Byzantine-Robust Federated Machine Learning through Adaptive Model Averaging
This addresses security and reliability issues in federated learning for applications with many participants, though it is an incremental improvement over existing robust methods.
The paper tackles the problem of Byzantine failures and poisoning attacks in federated learning by introducing Adaptive Federated Averaging, which uses a Hidden Markov Model to detect and discard malicious updates, resulting in significantly improved robustness and computational efficiency compared to state-of-the-art methods like Multi-KRUM and coordinate-wise median.

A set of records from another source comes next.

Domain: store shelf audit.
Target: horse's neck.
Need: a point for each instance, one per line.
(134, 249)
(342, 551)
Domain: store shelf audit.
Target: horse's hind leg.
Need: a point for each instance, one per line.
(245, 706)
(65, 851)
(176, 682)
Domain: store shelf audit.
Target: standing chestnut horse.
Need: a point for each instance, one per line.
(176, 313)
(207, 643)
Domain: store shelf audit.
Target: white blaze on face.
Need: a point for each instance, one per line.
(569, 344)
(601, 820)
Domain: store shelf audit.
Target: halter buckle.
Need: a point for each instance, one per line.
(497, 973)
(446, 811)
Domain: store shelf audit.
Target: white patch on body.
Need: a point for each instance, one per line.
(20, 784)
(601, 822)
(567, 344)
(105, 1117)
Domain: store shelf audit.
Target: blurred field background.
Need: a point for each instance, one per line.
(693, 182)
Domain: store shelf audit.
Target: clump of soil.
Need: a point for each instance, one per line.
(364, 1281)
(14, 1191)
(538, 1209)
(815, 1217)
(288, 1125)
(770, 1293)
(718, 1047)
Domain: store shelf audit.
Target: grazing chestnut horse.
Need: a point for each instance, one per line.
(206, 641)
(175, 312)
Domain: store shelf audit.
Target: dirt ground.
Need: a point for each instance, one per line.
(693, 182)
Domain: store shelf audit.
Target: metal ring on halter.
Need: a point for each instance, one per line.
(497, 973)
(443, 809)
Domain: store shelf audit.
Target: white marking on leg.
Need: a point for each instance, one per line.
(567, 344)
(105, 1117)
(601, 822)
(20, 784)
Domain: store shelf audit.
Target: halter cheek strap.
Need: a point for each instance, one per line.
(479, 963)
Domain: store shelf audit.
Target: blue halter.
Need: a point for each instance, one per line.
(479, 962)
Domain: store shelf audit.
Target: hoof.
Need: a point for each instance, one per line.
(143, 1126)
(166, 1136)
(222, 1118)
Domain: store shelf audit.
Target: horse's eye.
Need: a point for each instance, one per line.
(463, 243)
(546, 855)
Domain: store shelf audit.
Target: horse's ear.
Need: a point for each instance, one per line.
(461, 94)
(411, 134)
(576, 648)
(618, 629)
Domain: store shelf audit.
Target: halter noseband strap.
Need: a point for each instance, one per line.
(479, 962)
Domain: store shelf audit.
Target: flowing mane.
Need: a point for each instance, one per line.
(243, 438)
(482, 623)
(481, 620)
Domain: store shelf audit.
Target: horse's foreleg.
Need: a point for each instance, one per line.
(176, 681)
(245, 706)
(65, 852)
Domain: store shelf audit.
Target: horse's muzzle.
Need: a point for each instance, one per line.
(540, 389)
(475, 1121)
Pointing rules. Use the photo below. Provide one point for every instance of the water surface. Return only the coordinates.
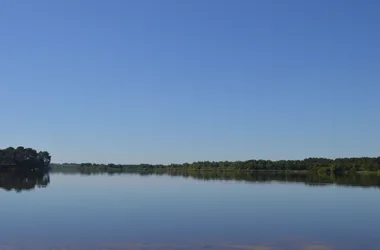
(132, 211)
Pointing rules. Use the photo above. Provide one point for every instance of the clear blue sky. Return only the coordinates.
(180, 81)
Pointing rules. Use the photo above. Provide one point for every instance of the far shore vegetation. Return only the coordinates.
(322, 166)
(23, 159)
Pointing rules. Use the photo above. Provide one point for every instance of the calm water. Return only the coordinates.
(130, 211)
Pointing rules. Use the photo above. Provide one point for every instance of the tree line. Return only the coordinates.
(320, 165)
(23, 158)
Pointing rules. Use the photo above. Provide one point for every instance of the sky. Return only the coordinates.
(146, 81)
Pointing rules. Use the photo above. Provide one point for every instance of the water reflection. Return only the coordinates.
(22, 181)
(358, 180)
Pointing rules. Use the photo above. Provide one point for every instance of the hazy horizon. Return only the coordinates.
(184, 81)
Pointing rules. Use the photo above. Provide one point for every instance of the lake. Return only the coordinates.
(203, 211)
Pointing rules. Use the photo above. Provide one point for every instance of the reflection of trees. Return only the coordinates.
(21, 181)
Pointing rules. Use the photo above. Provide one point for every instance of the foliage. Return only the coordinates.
(317, 165)
(23, 158)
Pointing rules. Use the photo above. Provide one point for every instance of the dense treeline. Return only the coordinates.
(21, 158)
(321, 165)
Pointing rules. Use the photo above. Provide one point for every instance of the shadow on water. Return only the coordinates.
(23, 180)
(307, 178)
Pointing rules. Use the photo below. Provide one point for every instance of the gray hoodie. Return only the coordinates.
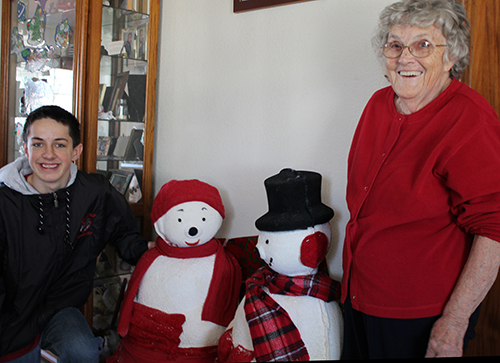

Federated learning enables training collaborative machine learning models at scale with many participants whilst preserving the privacy of their datasets. Standard federated learning techniques are vulnerable to Byzantine failures, biased local datasets, and poisoning attacks. In this paper we introduce Adaptive Federated Averaging, a novel algorithm for robust federated learning that is designed to detect failures, attacks, and bad updates provided by participants in a collaborative model. We propose a Hidden Markov Model to model and learn the quality of model updates provided by each participant during training. In contrast to existing robust federated learning schemes, we propose a robust aggregation rule that detects and discards bad or malicious local model updates at each training iteration. This includes a mechanism that blocks unwanted participants, which also increases the computational and communication efficiency. Our experimental evaluation on 4 real datasets show that our algorithm is significantly more robust to faulty, noisy and malicious participants, whilst being computationally more efficient than other state-of-the-art robust federated learning methods such as Multi-KRUM and coordinate-wise median.